Recently, it was confirmed that over 3,000 British workers will take part in a trial of the four-day working week, running from June to December 2022.

With potential to spark a radical shift in UK working patterns, opinions are divided on whether the change is realistic, or simply the latest fad.

Around 60 companies are due to be involved in the British trial, which makes it the largest pilot scheme to take place in the world so far.

Who is participating in the trial?

A wide variety of businesses and charities are due to take part in the four-day working week trial, which is being led by academics at Cambridge and Oxford University, alongside campaign groups such as 4 Day Week Global.

So far, the participants include:

  • A brewing company in London
  • A marketing agency in Leeds
  • A medical devices company in Manchester
  • A nationwide home care provider
  • A recruitment company in Exeter

While the above snapshot represents a wide variety of workplaces, it is important to note that most of the companies involved have traditionally operated in office-based environments.

Already, this could strengthen the argument that only certain sectors can adopt a four-day week, with those that provide a physical service likely to face challenges.

Manufacturing and retail are two strong examples of this, both requiring a significant amount of organisational change to adapt.

Although this is not impossible, the barriers involved are likely to place the four-day working week in a less favourable position for these employers.

How could employers benefit from a four-day week?

An improvement to working conditions has been highlighted as the most prominent benefit of a four-day working week.

By adopting a shorter week, crucially without any reduction in pay, employers are hoping to see higher levels of productivity across the workforce.

If employees feel that they have a positive work-life balance, in which they are not being overworked, their morale and engagement are likely to improve.

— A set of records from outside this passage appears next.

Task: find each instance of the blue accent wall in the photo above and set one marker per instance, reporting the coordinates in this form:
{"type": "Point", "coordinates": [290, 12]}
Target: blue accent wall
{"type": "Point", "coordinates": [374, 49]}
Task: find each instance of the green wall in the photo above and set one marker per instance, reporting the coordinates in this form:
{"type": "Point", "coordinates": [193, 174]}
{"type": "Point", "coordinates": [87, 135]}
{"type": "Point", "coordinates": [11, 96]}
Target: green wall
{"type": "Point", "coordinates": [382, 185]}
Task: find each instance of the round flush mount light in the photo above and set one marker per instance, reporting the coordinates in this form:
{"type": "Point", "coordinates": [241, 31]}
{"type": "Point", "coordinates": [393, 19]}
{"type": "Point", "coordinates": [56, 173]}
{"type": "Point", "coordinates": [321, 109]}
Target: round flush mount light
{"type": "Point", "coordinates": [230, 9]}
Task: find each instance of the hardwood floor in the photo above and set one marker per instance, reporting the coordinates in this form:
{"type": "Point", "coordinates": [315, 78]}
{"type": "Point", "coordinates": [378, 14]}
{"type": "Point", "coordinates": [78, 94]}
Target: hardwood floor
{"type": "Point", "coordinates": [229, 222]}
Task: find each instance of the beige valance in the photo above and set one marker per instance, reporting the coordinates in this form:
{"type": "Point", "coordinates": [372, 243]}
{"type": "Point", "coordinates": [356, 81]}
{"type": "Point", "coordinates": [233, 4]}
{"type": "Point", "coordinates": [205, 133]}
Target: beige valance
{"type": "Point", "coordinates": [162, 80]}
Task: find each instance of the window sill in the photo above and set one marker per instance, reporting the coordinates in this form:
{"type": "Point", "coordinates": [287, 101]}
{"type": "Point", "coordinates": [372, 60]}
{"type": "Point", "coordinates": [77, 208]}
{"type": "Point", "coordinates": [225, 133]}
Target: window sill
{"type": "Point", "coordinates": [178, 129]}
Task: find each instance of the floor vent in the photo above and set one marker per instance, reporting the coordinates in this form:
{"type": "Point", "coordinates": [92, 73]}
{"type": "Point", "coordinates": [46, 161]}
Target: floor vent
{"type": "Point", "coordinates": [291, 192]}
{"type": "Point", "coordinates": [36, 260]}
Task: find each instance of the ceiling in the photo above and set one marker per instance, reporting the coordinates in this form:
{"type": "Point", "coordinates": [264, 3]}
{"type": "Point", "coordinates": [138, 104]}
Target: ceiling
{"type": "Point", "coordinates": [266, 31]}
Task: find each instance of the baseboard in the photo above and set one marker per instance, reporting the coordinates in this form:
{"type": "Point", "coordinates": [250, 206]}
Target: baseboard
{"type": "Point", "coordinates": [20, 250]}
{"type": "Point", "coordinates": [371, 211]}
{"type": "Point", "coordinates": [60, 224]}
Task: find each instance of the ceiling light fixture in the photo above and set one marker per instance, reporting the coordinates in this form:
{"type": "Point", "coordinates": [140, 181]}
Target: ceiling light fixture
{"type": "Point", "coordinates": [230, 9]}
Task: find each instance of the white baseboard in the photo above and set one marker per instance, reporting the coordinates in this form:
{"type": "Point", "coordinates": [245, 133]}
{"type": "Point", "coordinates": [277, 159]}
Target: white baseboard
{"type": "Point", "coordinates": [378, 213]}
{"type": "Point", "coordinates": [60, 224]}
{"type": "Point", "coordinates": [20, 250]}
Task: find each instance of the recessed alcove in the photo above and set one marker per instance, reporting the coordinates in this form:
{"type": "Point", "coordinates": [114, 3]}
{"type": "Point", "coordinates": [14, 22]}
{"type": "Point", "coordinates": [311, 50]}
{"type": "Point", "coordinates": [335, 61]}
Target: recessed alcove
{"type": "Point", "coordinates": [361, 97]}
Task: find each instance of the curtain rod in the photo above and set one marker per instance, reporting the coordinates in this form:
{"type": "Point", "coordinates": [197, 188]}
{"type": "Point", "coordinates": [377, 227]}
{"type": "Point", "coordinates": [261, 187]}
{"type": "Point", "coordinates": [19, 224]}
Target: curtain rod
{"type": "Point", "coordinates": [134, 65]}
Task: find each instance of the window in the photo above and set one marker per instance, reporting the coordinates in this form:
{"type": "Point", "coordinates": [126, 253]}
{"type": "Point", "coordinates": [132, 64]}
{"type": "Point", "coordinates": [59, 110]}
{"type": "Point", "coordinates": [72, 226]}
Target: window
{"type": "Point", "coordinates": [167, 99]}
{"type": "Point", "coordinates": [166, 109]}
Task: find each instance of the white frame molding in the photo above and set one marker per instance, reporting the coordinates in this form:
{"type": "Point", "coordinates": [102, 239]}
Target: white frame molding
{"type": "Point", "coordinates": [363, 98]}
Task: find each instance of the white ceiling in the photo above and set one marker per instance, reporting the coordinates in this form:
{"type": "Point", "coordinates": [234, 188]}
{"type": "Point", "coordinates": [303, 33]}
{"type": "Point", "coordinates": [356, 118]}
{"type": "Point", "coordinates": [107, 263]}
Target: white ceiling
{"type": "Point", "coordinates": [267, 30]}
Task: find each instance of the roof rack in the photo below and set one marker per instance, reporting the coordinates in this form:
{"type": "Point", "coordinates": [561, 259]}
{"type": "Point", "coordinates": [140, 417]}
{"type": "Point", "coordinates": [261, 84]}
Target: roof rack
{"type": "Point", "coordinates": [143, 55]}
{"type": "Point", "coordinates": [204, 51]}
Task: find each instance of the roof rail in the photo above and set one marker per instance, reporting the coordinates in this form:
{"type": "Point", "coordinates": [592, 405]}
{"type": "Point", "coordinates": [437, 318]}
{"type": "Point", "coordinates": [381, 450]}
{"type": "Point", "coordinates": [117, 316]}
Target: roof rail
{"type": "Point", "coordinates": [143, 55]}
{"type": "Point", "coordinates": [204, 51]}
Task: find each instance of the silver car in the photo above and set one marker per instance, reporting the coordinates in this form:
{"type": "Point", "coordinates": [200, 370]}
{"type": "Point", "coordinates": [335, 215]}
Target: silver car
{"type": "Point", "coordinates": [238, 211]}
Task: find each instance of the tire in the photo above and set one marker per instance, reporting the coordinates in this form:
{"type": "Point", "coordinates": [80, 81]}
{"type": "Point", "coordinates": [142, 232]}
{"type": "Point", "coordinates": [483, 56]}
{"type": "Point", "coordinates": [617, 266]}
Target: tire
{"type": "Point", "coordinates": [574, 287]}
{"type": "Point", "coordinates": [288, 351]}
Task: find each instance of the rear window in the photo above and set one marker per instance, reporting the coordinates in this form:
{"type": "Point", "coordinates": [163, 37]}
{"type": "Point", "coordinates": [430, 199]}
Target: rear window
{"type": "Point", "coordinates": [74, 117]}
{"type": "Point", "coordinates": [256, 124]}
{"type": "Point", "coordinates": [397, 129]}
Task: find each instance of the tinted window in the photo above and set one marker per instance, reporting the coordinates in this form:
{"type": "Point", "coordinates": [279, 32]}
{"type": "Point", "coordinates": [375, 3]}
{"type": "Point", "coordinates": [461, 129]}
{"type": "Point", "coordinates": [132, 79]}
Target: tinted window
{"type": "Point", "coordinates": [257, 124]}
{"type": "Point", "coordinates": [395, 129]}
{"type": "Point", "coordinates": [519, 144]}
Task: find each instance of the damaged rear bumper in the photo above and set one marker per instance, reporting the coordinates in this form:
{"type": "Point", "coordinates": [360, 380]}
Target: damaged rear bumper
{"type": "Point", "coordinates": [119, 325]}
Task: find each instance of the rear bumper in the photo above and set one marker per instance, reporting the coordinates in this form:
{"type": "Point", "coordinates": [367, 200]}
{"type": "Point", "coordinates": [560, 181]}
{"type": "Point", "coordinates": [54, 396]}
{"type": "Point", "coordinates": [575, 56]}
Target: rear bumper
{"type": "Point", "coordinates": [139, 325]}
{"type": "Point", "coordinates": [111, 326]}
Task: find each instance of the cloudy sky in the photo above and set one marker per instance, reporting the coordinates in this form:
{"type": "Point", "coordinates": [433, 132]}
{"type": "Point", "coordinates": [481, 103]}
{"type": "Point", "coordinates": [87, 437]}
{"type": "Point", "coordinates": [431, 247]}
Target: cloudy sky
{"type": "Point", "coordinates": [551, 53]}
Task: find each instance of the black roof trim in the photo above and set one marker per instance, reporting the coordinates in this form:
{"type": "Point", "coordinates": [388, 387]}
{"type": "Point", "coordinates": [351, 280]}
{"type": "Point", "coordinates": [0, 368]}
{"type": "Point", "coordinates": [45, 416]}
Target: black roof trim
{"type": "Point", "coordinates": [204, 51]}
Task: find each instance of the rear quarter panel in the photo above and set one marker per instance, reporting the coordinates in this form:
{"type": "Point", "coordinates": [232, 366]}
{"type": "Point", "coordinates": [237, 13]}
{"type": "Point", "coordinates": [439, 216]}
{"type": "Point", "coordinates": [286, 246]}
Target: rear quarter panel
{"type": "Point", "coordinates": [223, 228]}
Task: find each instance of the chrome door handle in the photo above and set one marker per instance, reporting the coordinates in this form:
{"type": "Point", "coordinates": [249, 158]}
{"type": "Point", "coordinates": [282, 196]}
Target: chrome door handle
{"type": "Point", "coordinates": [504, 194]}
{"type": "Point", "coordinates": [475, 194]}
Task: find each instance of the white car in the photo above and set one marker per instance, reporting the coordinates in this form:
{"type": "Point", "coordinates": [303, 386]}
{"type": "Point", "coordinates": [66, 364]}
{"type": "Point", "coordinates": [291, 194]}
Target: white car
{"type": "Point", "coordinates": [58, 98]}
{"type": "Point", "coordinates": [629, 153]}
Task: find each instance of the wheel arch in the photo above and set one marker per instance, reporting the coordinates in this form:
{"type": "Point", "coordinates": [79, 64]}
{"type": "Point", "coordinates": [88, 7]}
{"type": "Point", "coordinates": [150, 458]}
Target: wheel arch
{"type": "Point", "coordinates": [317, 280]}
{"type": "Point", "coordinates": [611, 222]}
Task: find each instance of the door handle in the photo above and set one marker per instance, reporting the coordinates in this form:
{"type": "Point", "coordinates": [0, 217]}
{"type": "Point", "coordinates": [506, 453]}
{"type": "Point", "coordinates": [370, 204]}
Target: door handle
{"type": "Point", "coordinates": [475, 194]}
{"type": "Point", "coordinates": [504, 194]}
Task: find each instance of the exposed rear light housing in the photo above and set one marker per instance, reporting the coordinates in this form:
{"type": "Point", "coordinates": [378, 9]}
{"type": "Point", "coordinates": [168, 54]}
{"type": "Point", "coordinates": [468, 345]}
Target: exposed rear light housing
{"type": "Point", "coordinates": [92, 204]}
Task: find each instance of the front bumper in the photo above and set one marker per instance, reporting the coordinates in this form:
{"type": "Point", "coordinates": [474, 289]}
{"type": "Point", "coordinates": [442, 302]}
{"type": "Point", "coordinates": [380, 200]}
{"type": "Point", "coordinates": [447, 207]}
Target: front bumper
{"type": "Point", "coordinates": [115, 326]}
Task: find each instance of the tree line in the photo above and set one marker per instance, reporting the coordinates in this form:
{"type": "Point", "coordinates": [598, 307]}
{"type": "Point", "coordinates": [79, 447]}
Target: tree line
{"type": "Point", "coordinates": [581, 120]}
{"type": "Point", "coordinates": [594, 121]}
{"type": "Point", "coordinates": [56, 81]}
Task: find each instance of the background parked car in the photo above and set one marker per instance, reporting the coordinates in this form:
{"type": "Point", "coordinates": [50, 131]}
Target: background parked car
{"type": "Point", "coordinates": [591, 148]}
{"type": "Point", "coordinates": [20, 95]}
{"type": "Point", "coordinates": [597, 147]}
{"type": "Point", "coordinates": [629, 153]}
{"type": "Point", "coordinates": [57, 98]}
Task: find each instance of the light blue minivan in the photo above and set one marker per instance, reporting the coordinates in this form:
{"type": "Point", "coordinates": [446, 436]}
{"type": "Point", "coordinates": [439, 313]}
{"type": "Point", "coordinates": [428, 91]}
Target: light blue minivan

In time, this should create an effective working environment where employees are consistently motivated, allowing employers to attract and retain the best available talent.

With the trial seeking to examine the impact of a new working pattern on various companies, the pros and cons will only become clearer as time goes on.

Why is the trial taking place?

The Covid-19 pandemic is the main driving force behind the four-day week trial. Most companies had no choice but to re-assess their working patterns during this time, leading to a substantial rise in hybrid and flexible arrangements.

These practices have already diverged from the traditional working experience for many, creating belief that the four-day working week is both achievable and effective.

One trial participant has suggested that adopting the change would be a means of responding to an “incredibly competitive” labour market.

Mark Downs, Chief Executive of the Royal Society of Biology, has used this suggestion to reinforce the need for attracting and retaining talent, stating that the innovative approach is “great for everybody”.

The society has 35 staff working remotely, all of which have reacted positively to the news of the trial. To ensure that the society remains open five days a week, workers are set to be split between Monday-to-Thursday shifts and Tuesday-to-Friday shifts.

Joe O’Connor, Chief Executive of 4 Day Week Global, has supported arrangements like this.

Like many, he argues that Covid-19 has changed the working world forever, with employers now embracing innovation in the name of greater quality, rather than greater quantity.

In terms of real-life application, a manufacturing firm in Derbyshire has already adopted a permanent four-day working week.

So far, the change has been widely beneficial to the organisation, perhaps debunking the argument that only certain sectors can adapt.

Is this the future for UK workers?

The outcome of this trial could be hugely significant, as it opposes what has been an accepted norm for decades.

As we have shown in this article, there are many viewpoints on the possibility of a four-day working week, each fuelled by different factors which offer their own unique challenges.

It will be interesting to monitor the trial as it progresses, paying close attention to the number of companies who decide to adopt the change permanently.